Informed choice is important for screening, but not everyone wants or is able to analyse research data. Vikki Entwistle and colleagues propose a new approach to communication

People are offered a wide range of screening tests by diverse providers. For example: maternal and child health services screen for genetic conditions and developmental problems; general practitioners screen for cardiovascular risk factors; NHS programmes screen for bowel, breast, and cervical cancer; and commercial providers offer various health assessments, including body and gene scans. Provision of tests is not well regulated, and there is a bewildering amount of information of variable accuracy in the public domain.1

It is unclear how healthcare providers should communicate about screening in order to support appropriate uptake.
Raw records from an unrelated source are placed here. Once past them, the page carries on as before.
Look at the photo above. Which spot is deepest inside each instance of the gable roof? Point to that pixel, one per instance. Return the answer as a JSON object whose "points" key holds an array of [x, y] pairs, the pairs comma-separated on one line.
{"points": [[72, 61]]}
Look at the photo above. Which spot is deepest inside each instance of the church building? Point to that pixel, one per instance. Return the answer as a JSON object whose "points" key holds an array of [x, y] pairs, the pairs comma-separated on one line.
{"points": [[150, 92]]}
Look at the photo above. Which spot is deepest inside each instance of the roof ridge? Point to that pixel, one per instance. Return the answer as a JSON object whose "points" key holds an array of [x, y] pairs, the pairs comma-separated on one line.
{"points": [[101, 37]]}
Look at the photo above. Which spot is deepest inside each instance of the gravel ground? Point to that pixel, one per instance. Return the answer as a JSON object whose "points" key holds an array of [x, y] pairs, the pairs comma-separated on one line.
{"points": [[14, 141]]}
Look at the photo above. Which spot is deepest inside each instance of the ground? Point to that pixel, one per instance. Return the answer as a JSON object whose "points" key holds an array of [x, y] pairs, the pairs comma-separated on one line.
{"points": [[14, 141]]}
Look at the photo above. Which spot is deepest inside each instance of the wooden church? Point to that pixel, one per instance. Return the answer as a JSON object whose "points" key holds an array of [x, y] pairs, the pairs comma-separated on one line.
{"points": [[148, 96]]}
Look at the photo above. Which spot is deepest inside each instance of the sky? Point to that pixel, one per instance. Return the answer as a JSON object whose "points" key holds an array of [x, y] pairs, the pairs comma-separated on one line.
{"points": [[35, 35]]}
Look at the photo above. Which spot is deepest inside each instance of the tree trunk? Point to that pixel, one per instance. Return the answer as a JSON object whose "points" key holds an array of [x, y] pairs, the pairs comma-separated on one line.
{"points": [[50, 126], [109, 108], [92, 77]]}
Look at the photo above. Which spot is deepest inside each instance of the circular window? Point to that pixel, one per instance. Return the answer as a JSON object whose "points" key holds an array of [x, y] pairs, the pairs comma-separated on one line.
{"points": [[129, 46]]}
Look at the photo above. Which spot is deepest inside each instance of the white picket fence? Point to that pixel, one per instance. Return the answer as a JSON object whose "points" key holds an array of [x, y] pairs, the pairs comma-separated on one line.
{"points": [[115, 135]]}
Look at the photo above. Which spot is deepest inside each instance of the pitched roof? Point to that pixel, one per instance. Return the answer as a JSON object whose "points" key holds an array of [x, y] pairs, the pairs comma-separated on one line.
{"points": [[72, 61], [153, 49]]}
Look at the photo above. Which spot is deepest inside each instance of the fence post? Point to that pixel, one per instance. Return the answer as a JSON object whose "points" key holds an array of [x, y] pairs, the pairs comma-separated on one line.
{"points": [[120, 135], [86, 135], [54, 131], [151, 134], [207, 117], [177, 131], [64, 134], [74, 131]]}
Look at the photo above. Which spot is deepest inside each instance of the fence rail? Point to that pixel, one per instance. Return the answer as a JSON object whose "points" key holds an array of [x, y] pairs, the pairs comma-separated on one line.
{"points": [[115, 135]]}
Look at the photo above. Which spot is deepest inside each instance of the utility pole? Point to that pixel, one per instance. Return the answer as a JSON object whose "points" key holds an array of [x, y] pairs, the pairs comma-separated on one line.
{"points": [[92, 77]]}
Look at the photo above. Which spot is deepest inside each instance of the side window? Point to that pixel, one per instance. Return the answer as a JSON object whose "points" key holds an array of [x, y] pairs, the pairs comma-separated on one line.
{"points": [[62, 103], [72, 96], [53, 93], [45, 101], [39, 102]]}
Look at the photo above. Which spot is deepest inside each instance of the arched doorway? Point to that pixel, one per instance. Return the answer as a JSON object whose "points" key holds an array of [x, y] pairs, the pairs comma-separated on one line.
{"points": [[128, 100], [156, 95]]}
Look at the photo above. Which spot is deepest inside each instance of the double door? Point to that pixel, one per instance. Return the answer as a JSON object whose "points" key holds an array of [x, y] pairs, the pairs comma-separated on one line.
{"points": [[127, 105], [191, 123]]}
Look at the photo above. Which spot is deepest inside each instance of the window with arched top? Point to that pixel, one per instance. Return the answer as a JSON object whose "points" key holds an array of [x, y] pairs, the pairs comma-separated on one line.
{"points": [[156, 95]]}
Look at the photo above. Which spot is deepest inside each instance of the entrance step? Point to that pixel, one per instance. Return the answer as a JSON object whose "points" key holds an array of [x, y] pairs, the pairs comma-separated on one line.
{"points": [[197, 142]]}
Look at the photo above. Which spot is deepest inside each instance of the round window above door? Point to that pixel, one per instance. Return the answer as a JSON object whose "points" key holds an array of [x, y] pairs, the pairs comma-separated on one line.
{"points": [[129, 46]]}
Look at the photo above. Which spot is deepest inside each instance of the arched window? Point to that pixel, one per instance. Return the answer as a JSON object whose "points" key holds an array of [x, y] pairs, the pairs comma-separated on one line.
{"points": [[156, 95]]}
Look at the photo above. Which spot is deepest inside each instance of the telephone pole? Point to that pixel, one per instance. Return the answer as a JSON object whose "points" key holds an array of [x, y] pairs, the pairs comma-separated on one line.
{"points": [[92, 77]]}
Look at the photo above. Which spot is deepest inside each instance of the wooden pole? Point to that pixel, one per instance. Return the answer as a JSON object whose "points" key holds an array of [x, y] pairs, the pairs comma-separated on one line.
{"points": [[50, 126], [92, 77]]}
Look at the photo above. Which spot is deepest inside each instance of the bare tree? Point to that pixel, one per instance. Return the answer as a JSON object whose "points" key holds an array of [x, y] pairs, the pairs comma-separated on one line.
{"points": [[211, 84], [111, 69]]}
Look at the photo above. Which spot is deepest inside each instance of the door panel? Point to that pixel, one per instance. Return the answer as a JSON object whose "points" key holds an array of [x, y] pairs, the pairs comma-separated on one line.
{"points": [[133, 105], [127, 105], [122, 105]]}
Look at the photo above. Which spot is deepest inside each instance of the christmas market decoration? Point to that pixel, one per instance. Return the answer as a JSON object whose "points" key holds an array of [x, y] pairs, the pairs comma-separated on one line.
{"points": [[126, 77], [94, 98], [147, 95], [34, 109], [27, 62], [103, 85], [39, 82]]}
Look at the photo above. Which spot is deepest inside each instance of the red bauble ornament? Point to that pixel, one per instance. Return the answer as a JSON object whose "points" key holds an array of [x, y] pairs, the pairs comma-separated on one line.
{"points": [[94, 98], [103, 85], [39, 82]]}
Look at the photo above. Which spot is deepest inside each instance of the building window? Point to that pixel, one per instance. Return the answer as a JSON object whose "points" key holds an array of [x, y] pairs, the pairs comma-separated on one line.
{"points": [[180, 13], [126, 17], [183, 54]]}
And what constitutes appropriate uptake is also contested because of disagreements about the merits of particular tests and tensions between concerns to promote health and to respect autonomy.2 3 4 Debates about communication have tended to consider two types of approach, which we call “be screened’ and “analyse and choose.” We consider their problems and propose a third approach, “consider an offer.”

Be screened

The be screened approach aims to persuade people to have screening, usually with a view to promoting health gain, cost effective service provision, or profit.2 3 4 Its key features are encouragement to be screened; an emphasis on the benefits of screening and de-emphasis of potential harms; and a lack of recognition that it might be reasonable not to be screened.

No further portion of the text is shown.